The most buffoonish expression of this yet comes courtesy of former New Jersey governor Chris Christie, who said Sunday on ABC News that raising the capital gains tax, of all things, is “socialism” because it constitutes “redistribution of income.”
But this absurdity is actually useful. It points to a deeper intellectual scam employed by opponents of higher taxes, one that should be exposed as the debate over Biden’s plans gets underway.
It’s the idea that higher taxes represent a departure from a purportedly natural baseline of free-market capitalism that is getting distorted by those higher taxes in a way that offends pristine free-market principles.
This was also voiced by House Minority Leader Kevin McCarthy (R-Calif.) on “Fox News Sunday,” who suggested new taxes to fund spending on infrastructure and social programs are “socialist.”
The same old scam
This week, Biden will introduce new proposals for higher taxes on the wealthy, including an increase in the capital gains tax on those with income over $1 million, and a hike in the rate paid by earners in the top income bracket.
Those would pay for the next phase of Biden’s economic plans, which include investments in child-care funding, paid medical leave and free community college. It comes after Biden proposed higher corporate taxes to fund the first phase of his infrastructure package.
Christie’s denunciation of a capital gains tax hike as “socialism” vividly illustrates the scam that opponents will pull. The fact that we tax capital gains (which come from sales of capital assets and overwhelmingly go to the wealthy) at a lower rate than wage income (the main income of everyone else) is a policy choice.
The Biden plan would tax the capital gains of millionaire investors at roughly the same level as income. The idea that this constitutes “redistribution” (let alone “socialism”) presumes that the current tax structure is the natural order of things.
But in reality, it is one of countless ways our economic order has been structured by rules created by the government, via policy choices. There cannot be a magically “natural” economic order that is not structured by policy choices. This is precisely what people like Christie want to obscure.
Why? Because it helps obscure a larger truth: Many who would see these higher taxes have gotten rich in part due to various policy choices in recent decades, ones the wealthy have helped engineer. Higher taxes would simply be another such choice to undo a fraction of the benefits those choices helped lavish on them.
It’s the economic rents, stupid
In a pair of useful papers, Berkeley professor of political economy Steven Vogel explains this well. Government rules enable markets to exist in the first place, Vogel notes, so the choice is how to structure markets, in whose interests and for what purpose.
These market rules, Vogel explains, structure power relationships between various players and factors in the economy. The “neoliberal” turn is often described as moving toward “free” markets, but in many cases, “free-market ideology camouflaged policies that did not actually reduce government regulation but rather redirected it in favor of those with wealth and power.”
Changes in labor market law weakened worker power relative to employers. Changes in corporate governance channeled higher salaries to executives and prioritized shareholder gains over other stakeholders’ interests. Changes in financial regulation helped the financial sector seize a larger share of the economy. A retreat on antitrust enforcement, and more generous government protection for intellectual property rights, have granted more market power (and profits) to dominant firms, such as in Big Tech and Big Pharma.
The big story: The top has benefited partly from economic rents, or extractive gains rooted in deliberate changes in market rules.
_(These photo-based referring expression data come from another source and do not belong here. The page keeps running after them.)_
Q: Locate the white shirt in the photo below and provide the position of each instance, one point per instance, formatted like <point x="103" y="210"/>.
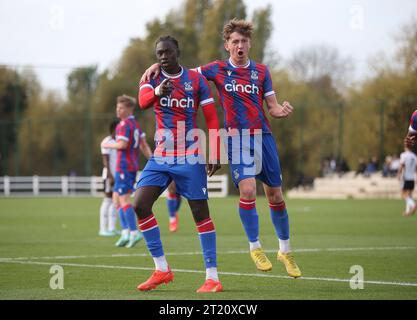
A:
<point x="112" y="153"/>
<point x="409" y="160"/>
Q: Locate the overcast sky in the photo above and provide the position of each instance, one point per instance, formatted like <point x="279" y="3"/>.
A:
<point x="71" y="33"/>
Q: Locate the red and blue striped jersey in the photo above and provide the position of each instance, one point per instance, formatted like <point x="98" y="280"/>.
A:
<point x="413" y="123"/>
<point x="176" y="114"/>
<point x="241" y="92"/>
<point x="128" y="159"/>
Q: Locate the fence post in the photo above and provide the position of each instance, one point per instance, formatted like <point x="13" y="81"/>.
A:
<point x="35" y="185"/>
<point x="93" y="186"/>
<point x="7" y="186"/>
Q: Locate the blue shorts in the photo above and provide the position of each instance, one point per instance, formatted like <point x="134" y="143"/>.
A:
<point x="124" y="182"/>
<point x="254" y="156"/>
<point x="190" y="179"/>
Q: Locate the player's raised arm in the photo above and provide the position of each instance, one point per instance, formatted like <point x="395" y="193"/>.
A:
<point x="144" y="147"/>
<point x="151" y="73"/>
<point x="120" y="144"/>
<point x="276" y="110"/>
<point x="148" y="95"/>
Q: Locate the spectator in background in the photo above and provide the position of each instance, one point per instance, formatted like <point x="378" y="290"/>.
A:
<point x="361" y="167"/>
<point x="107" y="209"/>
<point x="394" y="166"/>
<point x="372" y="166"/>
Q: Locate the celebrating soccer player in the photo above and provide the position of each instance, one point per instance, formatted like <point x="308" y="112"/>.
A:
<point x="129" y="139"/>
<point x="243" y="84"/>
<point x="107" y="209"/>
<point x="176" y="95"/>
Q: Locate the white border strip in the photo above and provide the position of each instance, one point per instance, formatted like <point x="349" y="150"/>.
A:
<point x="117" y="255"/>
<point x="100" y="266"/>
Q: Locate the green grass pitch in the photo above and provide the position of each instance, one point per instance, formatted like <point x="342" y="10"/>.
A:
<point x="328" y="238"/>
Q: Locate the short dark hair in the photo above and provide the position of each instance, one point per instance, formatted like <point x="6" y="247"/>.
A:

Tax policy, too, has helped channel more after-tax income upward, including taxing capital gains at a lower rate, as scholar Gabriel Zucman illustrates well:
Economist Dean Baker notes that Biden’s tax hikes would target many who profited in part from these economic rents. The top tax bracket includes many in the top 1 percent of earners, who are often tech, pharma and Wall Street executives and wealthy investors (who would also face a capital gains tax hike), Baker notes. Higher corporate taxes would hit many wealthy shareholders.
“We structured the market to redistribute tens of trillions in income and wealth upward,” Baker told me. “Biden’s tax hikes would take back a small portion of this money. This is taxing back rents we’ve given those at the top.”
Indeed, another feature of Biden’s proposals — reining in multinational tax avoidance — also targets a type of rent. As Ryan Cooper notes, rules that facilitate this avoidance via profit-shifting also emerged from policy choices, meaning we can choose to undo them and bring back more revenue to fund public investments.
All these insights are longtime features of progressive economics, but they need centralizing right now. Indeed, the Biden brain trust appears to believe rising rents help justify higher taxes.
“The share of profits … from rents have been … increasing over time,” top Biden economic adviser David Kamin told me, adding that taxing those rents would help rebalance long-running imbalances.
“The system is broken,” Kamin said. “There are multiple reasons why we should be trying to fix it.”
This is what Republicans want to portray as “socialism,” precisely because they don’t want you to understand what tax hikes on the wealthy would even begin to rectify.